Proteins execute their diverse range of biological functions through interactions with other proteins and small molecules, which lead to the formation of larger scale protein interaction networks (interactomes). A protein’s function in the interactome is characterized by its interaction partners. Knowledge of a protein’s binding interfacial residues is essential for elucidating the molecular mechanism by which it performs its function, for determining the functional effect of mutations, as well as for designing drugs to disrupt a biological network by targeting a specific protein-protein interaction (PPI) .

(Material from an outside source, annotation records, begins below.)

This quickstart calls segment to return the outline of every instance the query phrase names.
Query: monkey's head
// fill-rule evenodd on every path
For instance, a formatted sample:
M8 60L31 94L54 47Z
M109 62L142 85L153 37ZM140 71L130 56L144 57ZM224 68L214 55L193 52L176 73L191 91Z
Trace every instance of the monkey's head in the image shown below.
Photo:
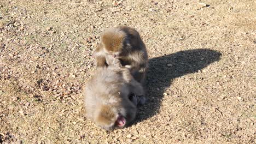
M136 107L125 107L125 105L102 105L96 115L95 123L107 130L123 128L134 119L136 111Z
M124 47L126 45L126 34L118 27L107 29L101 35L101 46L104 52L113 57L120 58L127 53Z

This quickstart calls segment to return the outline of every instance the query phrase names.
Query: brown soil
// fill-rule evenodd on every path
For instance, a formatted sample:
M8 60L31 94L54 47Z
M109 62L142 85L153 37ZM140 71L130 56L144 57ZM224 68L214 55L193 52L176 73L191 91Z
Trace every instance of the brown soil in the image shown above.
M0 0L0 143L256 142L255 1ZM148 100L106 132L82 94L105 28L137 29Z

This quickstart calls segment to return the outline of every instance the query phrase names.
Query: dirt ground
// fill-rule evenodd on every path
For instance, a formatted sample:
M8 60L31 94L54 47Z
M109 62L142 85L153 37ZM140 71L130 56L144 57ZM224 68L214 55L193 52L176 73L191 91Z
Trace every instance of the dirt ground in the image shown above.
M253 143L255 1L0 0L0 143ZM83 90L105 28L148 50L148 100L107 132Z

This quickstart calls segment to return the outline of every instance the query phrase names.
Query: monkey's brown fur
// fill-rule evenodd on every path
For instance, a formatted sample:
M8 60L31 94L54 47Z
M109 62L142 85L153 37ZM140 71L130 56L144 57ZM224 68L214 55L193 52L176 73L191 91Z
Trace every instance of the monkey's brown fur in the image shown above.
M135 117L136 104L129 99L131 94L142 95L144 91L127 69L115 63L97 68L85 89L88 118L106 130L123 127L118 124L126 125Z
M148 68L147 50L138 32L127 26L107 29L101 35L101 43L94 53L97 68L108 66L106 57L120 60L123 66L130 65L132 76L144 82Z

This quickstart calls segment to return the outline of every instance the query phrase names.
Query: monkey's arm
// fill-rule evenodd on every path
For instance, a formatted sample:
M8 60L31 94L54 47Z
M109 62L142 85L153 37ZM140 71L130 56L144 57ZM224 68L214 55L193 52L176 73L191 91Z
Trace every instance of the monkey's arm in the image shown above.
M103 67L108 66L104 56L97 56L95 57L96 67Z

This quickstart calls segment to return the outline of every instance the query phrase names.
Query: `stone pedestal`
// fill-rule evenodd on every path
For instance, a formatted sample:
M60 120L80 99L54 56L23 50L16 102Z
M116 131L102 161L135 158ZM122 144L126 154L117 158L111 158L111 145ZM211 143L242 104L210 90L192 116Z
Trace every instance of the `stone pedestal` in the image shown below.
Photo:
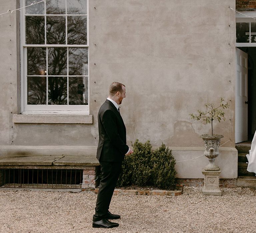
M204 175L203 195L221 196L221 191L219 187L220 170L219 171L206 171L204 168L203 168L202 173Z

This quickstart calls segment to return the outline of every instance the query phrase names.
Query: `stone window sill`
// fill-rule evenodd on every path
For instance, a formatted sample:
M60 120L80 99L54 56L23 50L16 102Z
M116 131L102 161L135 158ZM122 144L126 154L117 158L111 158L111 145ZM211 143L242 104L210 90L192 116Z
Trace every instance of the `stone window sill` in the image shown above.
M92 115L14 114L15 123L45 124L92 124Z

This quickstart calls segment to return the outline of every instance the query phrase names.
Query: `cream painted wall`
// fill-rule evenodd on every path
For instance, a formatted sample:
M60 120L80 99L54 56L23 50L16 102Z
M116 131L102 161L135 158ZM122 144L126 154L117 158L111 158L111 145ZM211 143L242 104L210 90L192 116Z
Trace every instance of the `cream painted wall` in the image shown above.
M237 161L234 150L235 21L228 7L234 9L235 2L90 0L92 124L13 123L12 114L19 113L19 18L18 12L4 15L0 18L0 30L4 32L0 35L0 144L96 146L98 111L109 85L117 81L127 88L121 113L128 144L136 138L150 140L154 146L163 142L178 147L177 160L202 154L199 136L210 132L209 125L191 120L189 114L220 96L232 101L227 120L215 124L214 129L224 135L221 144L228 142L223 147L227 150L225 158ZM1 12L16 8L16 3L0 0ZM202 152L189 152L187 147L200 147ZM199 173L195 170L198 164L203 167L204 161L200 161L192 167L189 161L177 163L179 177L201 177L201 170ZM222 178L237 174L237 162L229 164L221 167ZM190 175L186 169L196 174Z

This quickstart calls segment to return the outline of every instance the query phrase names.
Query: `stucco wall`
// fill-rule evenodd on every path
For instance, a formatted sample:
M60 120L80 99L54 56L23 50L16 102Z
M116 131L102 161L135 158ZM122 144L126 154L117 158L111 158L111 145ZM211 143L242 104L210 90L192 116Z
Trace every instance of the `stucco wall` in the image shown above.
M150 140L154 146L163 142L179 151L184 147L182 157L188 159L198 153L185 148L200 147L202 153L199 136L210 132L209 125L191 120L189 114L202 109L207 102L217 103L220 96L231 100L227 120L215 123L214 132L224 135L221 143L228 142L223 146L226 158L236 161L235 24L234 13L228 7L234 9L235 3L235 0L90 0L89 107L93 122L88 124L13 123L12 114L19 113L19 18L18 12L4 15L0 18L0 29L5 32L0 36L4 55L0 58L0 144L96 146L98 111L115 81L126 87L121 111L128 144L138 138ZM17 6L15 0L0 0L0 5L1 12ZM198 163L190 167L191 163L185 162L186 167L198 168ZM181 170L179 164L177 170ZM233 178L231 170L235 173L237 163L222 169L223 174L229 175L222 178ZM191 176L189 172L184 174L179 177Z

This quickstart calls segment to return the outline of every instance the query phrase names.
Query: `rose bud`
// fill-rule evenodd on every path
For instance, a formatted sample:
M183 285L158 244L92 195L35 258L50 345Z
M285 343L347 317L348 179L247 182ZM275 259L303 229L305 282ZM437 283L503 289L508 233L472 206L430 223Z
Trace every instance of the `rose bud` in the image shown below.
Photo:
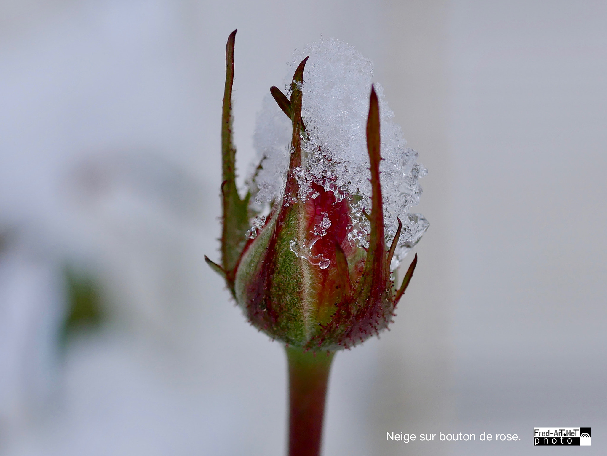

Experimental techniques commonly employed to determine the structure of protein complexes at atomic-scale resolution include X-ray crystallography [2, 3] nuclear magnetic resonance (NMR) spectroscopy , and cryo-electron microscopy (cryo-EM) . Information about interface residues can also be obtained by alanine scanning mutagenesis experiments [6, 7] or various footprinting experiments, such as hydrogen/deuterium exchange or hydroxy radical footprinting . Since X-ray crystallography requires crystallization of specimens, it can only be used to analyze non-dynamic complexes and often under non-physiological conditions. While NMR does not require samples to be crystallized it is limited to determining the structure of smaller proteins with molecular weight around 20 kDa. Cryo-EM allows the structure of proteins to be visualized while they are in an aqueous environment, which resembles their native intracellular environment. However, cryo-EM experiments also require cryogenic temperatures, usually lower than − 135oC, to maintain the sample in a vitrified state. More importantly, all these approaches require a prior knowledge of a cognate binding partner. Due to the limitations, low-throughput, and costly nature of experimental approaches, computational prediction methods are employed to streamline the process of identifying the interfacial residues of proteins.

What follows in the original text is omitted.